Stasera la finale del più seguito reality inglese, tra le polemiche
Susan Boyle, in crisi, si confronta con una bimba che ha commosso la platea
Troppo stress nei talent show
e il sogno diventa un incubo
dal nostro corrispondente ENRICO FRANCESCHINI
LONDRA - Ognuno può avere i suoi quindici minuti di celebrità, prima di rientrare nell’anonimato, diceva Andy Warhol negli anni Ottanta, agli albori dell’era in cui la vita è diventata show-business. Un quarto di secolo più tardi, di minuti per conquistare la fama ne bastano tre, quelli di un’apparizione in un reality show televisivo, come è accaduto a Susan Boyle, bruttina, stramba, provinciale, trasformata in una star mondiale, vista da 100 milioni di persone su "YouTube", dalla sua interpretazione di "I dream a dream" (VIDEO), la canzone dal musical "I miserabili", a "Britain’s got talent" (La Gran Bretagna ha talento), versione britannica di "X Factor" e di altre trasmissioni analoghe.
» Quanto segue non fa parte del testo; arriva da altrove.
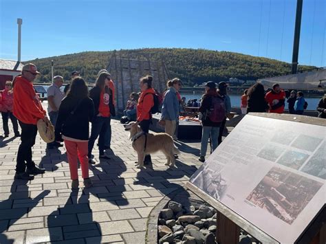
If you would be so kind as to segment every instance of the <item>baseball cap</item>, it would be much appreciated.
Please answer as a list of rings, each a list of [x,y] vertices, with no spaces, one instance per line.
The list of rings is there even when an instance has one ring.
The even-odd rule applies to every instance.
[[[53,81],[57,81],[57,80],[59,80],[59,81],[62,81],[63,82],[63,77],[61,76],[56,76],[53,78]]]
[[[23,66],[23,71],[29,71],[32,74],[41,74],[37,71],[36,65],[32,63],[28,63],[27,65],[25,65]]]
[[[74,71],[72,72],[72,76],[75,76],[75,75],[79,76],[79,75],[80,75],[79,71],[75,70],[75,71]]]
[[[101,69],[98,71],[98,76],[100,75],[102,73],[107,73],[109,76],[111,76],[110,73],[107,69]]]
[[[209,88],[216,88],[216,84],[214,81],[208,81],[207,82],[204,83],[204,85]]]
[[[221,81],[219,83],[219,87],[220,87],[220,88],[226,87],[227,86],[228,86],[228,84],[227,84],[225,81]]]

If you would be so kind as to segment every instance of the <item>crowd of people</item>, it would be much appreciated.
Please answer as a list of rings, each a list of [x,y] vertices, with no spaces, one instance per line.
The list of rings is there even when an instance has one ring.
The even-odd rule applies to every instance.
[[[95,86],[89,91],[87,85],[78,71],[72,73],[72,80],[63,92],[61,87],[63,78],[56,76],[53,84],[47,89],[47,113],[42,107],[33,87],[32,81],[39,74],[33,64],[25,65],[21,75],[12,84],[6,82],[5,89],[0,92],[0,109],[3,118],[4,136],[9,135],[8,119],[10,118],[15,137],[21,137],[16,165],[16,179],[32,180],[34,175],[45,173],[45,170],[36,166],[32,160],[32,148],[35,144],[37,122],[50,118],[55,126],[55,140],[47,145],[48,149],[63,146],[64,142],[69,166],[72,188],[79,186],[78,160],[80,163],[84,186],[92,185],[89,176],[89,164],[94,164],[92,151],[98,138],[99,159],[110,159],[105,152],[111,150],[111,120],[116,115],[115,87],[110,74],[105,69],[98,72]],[[228,95],[228,84],[213,81],[205,84],[205,93],[200,103],[191,100],[186,102],[180,89],[182,82],[179,78],[169,80],[166,90],[162,96],[152,87],[153,77],[146,76],[140,79],[140,92],[133,92],[127,102],[124,114],[129,120],[135,120],[142,131],[149,133],[152,113],[162,104],[159,124],[165,132],[177,140],[175,131],[180,111],[186,106],[198,107],[201,114],[202,135],[199,160],[205,161],[208,141],[213,152],[221,142],[227,118],[230,118],[231,102]],[[13,87],[13,88],[12,87]],[[278,84],[265,93],[263,85],[256,83],[246,89],[241,96],[243,113],[284,112],[287,98],[285,91]],[[287,100],[290,113],[303,114],[307,107],[303,92],[292,91]],[[319,102],[318,117],[326,118],[326,96]],[[91,129],[89,135],[89,123]],[[19,124],[21,133],[19,131]],[[177,158],[177,155],[175,155]],[[144,164],[151,162],[150,155],[145,156]]]

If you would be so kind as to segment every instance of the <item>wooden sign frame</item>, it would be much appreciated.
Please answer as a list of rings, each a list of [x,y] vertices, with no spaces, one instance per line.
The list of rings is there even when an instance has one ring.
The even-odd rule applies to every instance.
[[[250,115],[260,116],[268,118],[273,118],[277,120],[283,120],[287,121],[292,121],[296,122],[302,122],[305,124],[310,124],[318,126],[326,126],[326,120],[317,118],[312,118],[303,115],[296,115],[291,114],[276,114],[268,113],[250,113]],[[274,239],[258,227],[254,225],[250,222],[243,218],[237,212],[226,207],[215,198],[206,193],[204,190],[199,188],[191,182],[188,181],[186,186],[198,197],[206,201],[218,212],[220,217],[225,217],[224,225],[228,225],[228,232],[226,232],[223,235],[222,239],[219,240],[221,243],[239,243],[239,228],[230,225],[230,221],[234,223],[239,228],[250,233],[250,235],[258,239],[263,243],[280,243],[277,240]],[[222,224],[219,222],[219,224]],[[232,231],[230,231],[232,230]],[[304,230],[303,233],[298,236],[295,241],[296,244],[307,244],[307,243],[326,243],[326,203],[323,207],[316,214],[314,219],[309,223],[307,228]],[[221,235],[221,233],[219,233]],[[228,241],[226,241],[228,240]],[[232,240],[232,241],[231,241]]]

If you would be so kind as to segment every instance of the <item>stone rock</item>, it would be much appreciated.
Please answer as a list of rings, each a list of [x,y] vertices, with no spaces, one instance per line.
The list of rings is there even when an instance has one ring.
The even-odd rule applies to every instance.
[[[193,206],[193,205],[191,205],[191,206],[190,206],[189,209],[190,209],[190,210],[192,211],[192,212],[196,211],[196,208],[195,208],[194,206]]]
[[[206,229],[202,229],[202,230],[200,230],[200,232],[202,233],[203,233],[203,234],[206,236],[207,236],[208,234],[210,233],[210,232],[208,230],[206,230]]]
[[[215,236],[213,233],[208,234],[205,236],[205,244],[215,244]]]
[[[161,210],[162,219],[165,220],[171,219],[173,218],[173,211],[170,208],[165,208]]]
[[[208,230],[213,233],[215,233],[217,230],[217,227],[216,225],[210,225],[208,228]]]
[[[180,222],[187,222],[189,223],[193,223],[200,220],[200,217],[197,215],[184,215],[180,216],[177,220]]]
[[[175,219],[177,219],[182,215],[184,215],[184,212],[182,211],[178,212],[175,214]]]
[[[158,236],[163,237],[172,232],[172,230],[166,225],[158,225]]]
[[[191,229],[199,230],[199,228],[197,226],[195,226],[193,225],[187,225],[186,228],[184,228],[184,232],[188,234],[189,230],[191,230]]]
[[[180,225],[175,225],[172,228],[173,232],[176,232],[179,230],[184,230],[184,227]]]
[[[173,233],[173,239],[182,239],[184,237],[184,232],[183,230],[179,230]]]
[[[239,240],[240,241],[239,244],[251,244],[252,243],[250,237],[245,236],[243,234],[241,235],[239,237]]]
[[[182,238],[182,241],[184,241],[184,244],[196,244],[196,239],[195,237],[188,236],[187,234],[185,234],[184,236],[184,238]]]
[[[204,221],[204,227],[206,228],[209,228],[212,225],[216,225],[216,221],[213,219],[207,219]]]
[[[174,225],[175,225],[175,221],[174,219],[166,221],[166,226],[169,228],[172,228]]]
[[[182,211],[182,205],[173,201],[170,201],[168,208],[173,211],[173,212]]]
[[[165,242],[167,242],[167,243],[171,243],[172,241],[173,241],[173,234],[171,232],[170,234],[166,234],[165,236],[164,236],[162,238],[161,238],[159,241],[158,241],[158,243],[160,244],[163,244]]]
[[[200,217],[200,219],[205,219],[206,217],[206,212],[200,210],[195,211],[193,214],[195,215],[198,215]]]
[[[166,221],[165,221],[165,219],[158,219],[158,224],[160,225],[165,225],[166,223]]]
[[[197,221],[193,224],[195,226],[198,227],[199,229],[202,229],[204,227],[204,222],[202,221]]]
[[[205,236],[203,233],[199,230],[191,229],[188,231],[188,233],[193,237],[195,237],[197,244],[202,244],[205,241]]]

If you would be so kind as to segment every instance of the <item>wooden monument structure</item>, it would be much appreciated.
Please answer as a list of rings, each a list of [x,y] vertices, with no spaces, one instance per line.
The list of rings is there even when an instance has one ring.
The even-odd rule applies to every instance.
[[[116,87],[116,106],[124,109],[131,92],[140,91],[140,78],[153,76],[153,87],[162,93],[166,88],[169,75],[164,60],[151,60],[148,57],[139,56],[132,59],[122,57],[121,52],[114,51],[109,60],[107,70],[110,73]]]

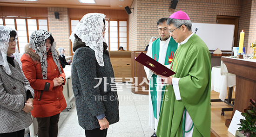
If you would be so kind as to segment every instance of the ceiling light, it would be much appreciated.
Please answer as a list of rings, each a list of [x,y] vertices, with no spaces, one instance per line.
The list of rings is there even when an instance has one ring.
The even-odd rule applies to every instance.
[[[37,0],[22,0],[23,1],[38,1]]]
[[[94,0],[79,0],[79,1],[81,3],[95,3]]]

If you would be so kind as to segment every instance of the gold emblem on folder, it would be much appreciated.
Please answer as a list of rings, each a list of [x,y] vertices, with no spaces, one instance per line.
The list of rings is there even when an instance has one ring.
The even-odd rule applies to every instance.
[[[150,65],[150,66],[153,67],[153,68],[155,67],[155,66],[154,64],[153,64],[150,63],[150,62],[148,62],[148,61],[147,61],[147,62],[146,62],[146,63],[147,64],[148,64],[149,65]]]

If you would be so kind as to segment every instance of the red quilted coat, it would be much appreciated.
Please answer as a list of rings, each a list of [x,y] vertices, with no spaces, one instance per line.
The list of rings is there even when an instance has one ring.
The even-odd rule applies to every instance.
[[[34,118],[51,117],[64,110],[67,107],[62,93],[62,85],[54,87],[52,81],[55,77],[62,77],[66,80],[65,74],[61,68],[61,74],[55,63],[50,50],[47,55],[47,79],[43,80],[42,75],[40,57],[34,50],[27,46],[25,53],[21,56],[22,70],[30,86],[34,90],[33,101],[34,109],[31,112]]]

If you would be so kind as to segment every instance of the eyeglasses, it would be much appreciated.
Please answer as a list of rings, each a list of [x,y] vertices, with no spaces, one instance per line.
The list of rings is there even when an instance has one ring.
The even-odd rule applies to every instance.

Ma lo stress del passaggio dall’oscurità alle luci del palcoscenico, e della paura di tornare presto al buio, può essere micidiale.
In attesa della finale di "Britain’s got talent", che va in onda questa sera, Susan ha perso la testa. Prima ha cambiato look, tingendosi i capelli, cambiando vestiti, cercando di ringiovanire e apparire perfino sexy, lei che aveva confessato candidamente di non avere mai avuto un boyfriend né mai baciato un uomo. Poi, nei giorni scorsi, ha cominciato a dire parolacce in pubblico: non accipicchia, accidenti o cavolo, ma una sequela di "fuck" questo e "fuck" quello, degna di uno scaricatore di porto (per usare un modo di dire poco rispettoso di un mestiere in cui la testa, di solito, non la perde nessuno). Infine si è sparsa la voce che si sarebbe ritirata dalla trasmissione, perché stava troppo male. Sono circolate voci che si era illusa di avere una sorta di relazione con Pierce Morgan, giornalista belloccio che è uno dei giurati di "Britain’s got talent" e che l’aveva ricoperta di elogi. Quando gli ha sentito dire, in un’altra puntata, che il dodicenne Shaheen Jafargholi era "il cantante più bravo" che lui avesse mai sentito, la 48enne Susan è esplosa di rabbia e frustrazione.
E non è la sola a dare segni di stress. A proposito di ragazzine, un’altra bambina, Hollie Steel, anni 10, stava cantando per giocarsi l’accesso in finale, quando la tensione ha avuto il sopravvento, ha interrotto una strofa a metà e si è messa a piangere, singhiozzando in diretta davanti alla mamma, ai presentatori e a milioni di telespettatori. La musica si è fermata, familiari e addetti al programma l’hanno abbracciata, consolata, calmata, i giudici hanno deciso di darle una seconda opportunità, e questa volta lei ha cantato senza più commuoversi. Naturalmente, è stata ammessa alla finale di stasera, dove si ritrova di fronte, tra gli altri concorrenti, Susan Boyle.
Il reality show, solitamente materia da prima pagina dei tabloid scandalistici, è così approdato sulle pagine della stampa più autorevole. Il quotidiano Guardian di Londra interpella vari psicologi, i quali dicono più o meno questo: lo stress di essere proiettati da una vita normale e perfino banale a una da stella del varietà, è immenso. E’ normale che uno perda la calma. E le conseguenze di un’eliminazione, di una sconfitta, possono essere pericolose per la salute fisica e mentale dei concorrenti. Una diagnosi non sorprendente. Ma che mette sotto accusa il meccanismo guida della società odierna, il culto della celebrità, l’idea che vivere senza diventare famosi, almeno per un po’, sia come non vivere, la prospettiva che l’esistenza di tutti noi sia diventata un reality show, un concorso a premi, con vallette, veline, comici, giuria, spiritosaggini, scandali, discese e risalite. Dice Jo Hemmings, psicologa consulente di "Britain got talent", intervistata dal Guardian: "A questo punto sarebbe meglio per Susan se non vincesse". La vincitrice, in effetti, incasserà 100 mila sterline (ma nel suo caso si prevede che le arriveranno comunque, vincente o sconfitta, contratti per almeno 5 milioni di sterline) e dovrà cantare al Royal Variety Performance, uno spettacolo davanti alla regina: lo stress potrebbe aumentare a dismisura.
Ma con tutte queste piccole e grandi tragedie personali, tra un "fuck" e un pianto a dirotto, aumentano anche gli indici di ascolto. Sembra improbabile che i reality show scompariranno dai palinsesti.
* la Repubblica, 30 maggio 2009 (ripresa parziale).